ーーそんな姿をこれ以上ないという位に幸せそうに見つめて、ブラックは僕から視線を外そうとしない。
普段は僕がずっと見つめていると
「見すぎです」「視線で穴が開きそうなんですが」
なんて言って顔ごと視線を外すのに、
どうして、そんなに、目に焼きつけるかのように、
「……すまない先生」
掠れたその呼び掛けに返事をしたいのに、喉が震える。
一言の相槌さえ絞り出すことができない。
「わたし、幸せでした」
「………っ」
駄目だ。駄目だよ。
君はずっと、俺と
「…あいして、います…」
幸せそうな微笑みと共に、小さく、けれどはっきりと呟かれた言葉に、心臓がこれ以上ないと言う程に重苦しく跳ねる。
「……うん、…俺も愛してるよ、ブラック」
その言葉とほぼ同時に、頬に触れていた冷たい手がずるりと落ちる。
穏やかに閉じられた瞼はこちらの呼び掛けに反応する事はなく、
このあとすぐスクメンが壁バーン((⊂(。`・ω・´。)⊃))!!して到着して、
微かだけど息してる!解毒剤を早く!
って飲ませようとするんだけど意識がなく弱ってるせいで自力ではもう飲み込めないブラックに先生が口移しするんですねなるほどなるほど🤔
(口移しだと飲ませられるんですか?知りません!!!!!!!!!!
それでも衰弱しきっていたせいで目覚めるのに2日くらいかかって、いざ目覚めた時ブラックの周りには皆がいて、驚いてるブラックに泣きながら本当に良かった、って抱きついたり背中叩いたりとお祭り騒ぎになるクラスメイト達、
「まだ病み上がりだから!」って皆を鎮める銀さんとか、それでもどうにかミルクをあげたい赤ちゃんとか居る。

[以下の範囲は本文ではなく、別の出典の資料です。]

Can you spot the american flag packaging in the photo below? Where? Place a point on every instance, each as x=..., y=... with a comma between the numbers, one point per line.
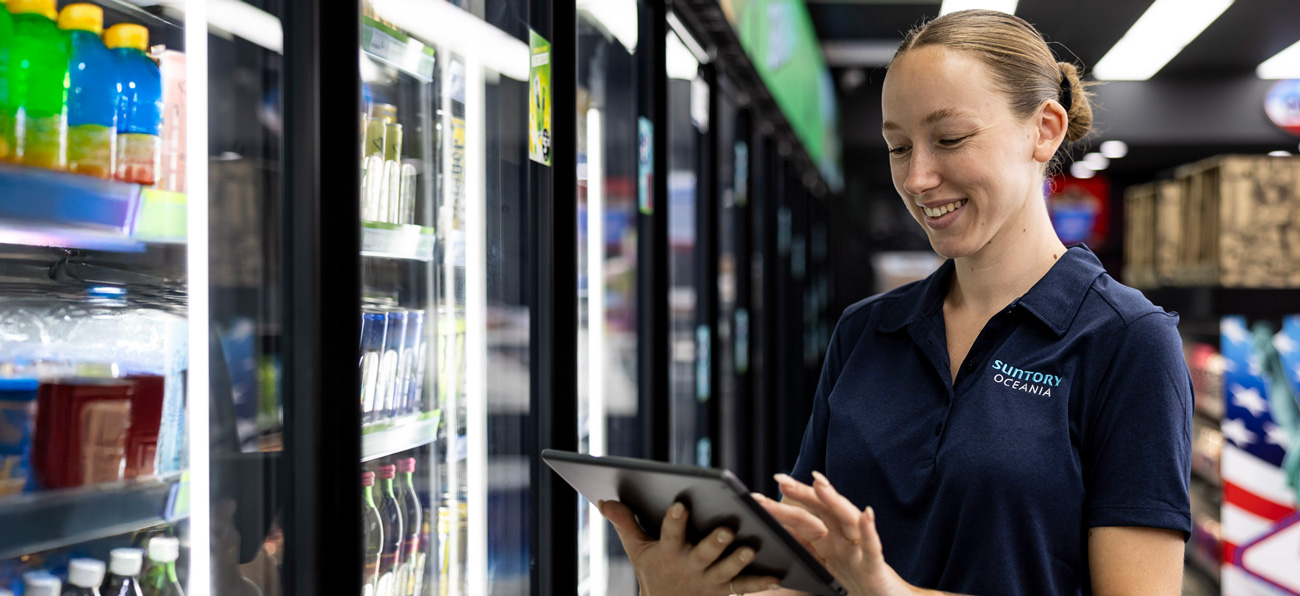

皆の騒ぎように気付いた先生は職員室から一直線に壁破壊して走ってきて、凄い勢いでブラックに飛びついて、でも至極優しく抱きしめるんですね。
そんな様子を見た生徒たちは
「後で壁直せよ先生〜」
「落ち着いたらスープでも持ってくるからな」
「ハァーーーーー!!ゆっくり休めぇ」
とか言いながら退出して、ブラックは真っ赤になって先生を引き剥がそうとするんだけど
自分を抱きしめてる腕は力強くて優しくて、温かくて、大好きな香りがして。
「せんせい…」
って言いながらブラックくんは先生の背に両腕を回して目を閉じるんですね
ーーーーーハピエンにしかならんーーーーーー
読んで頂いてありがとうございました。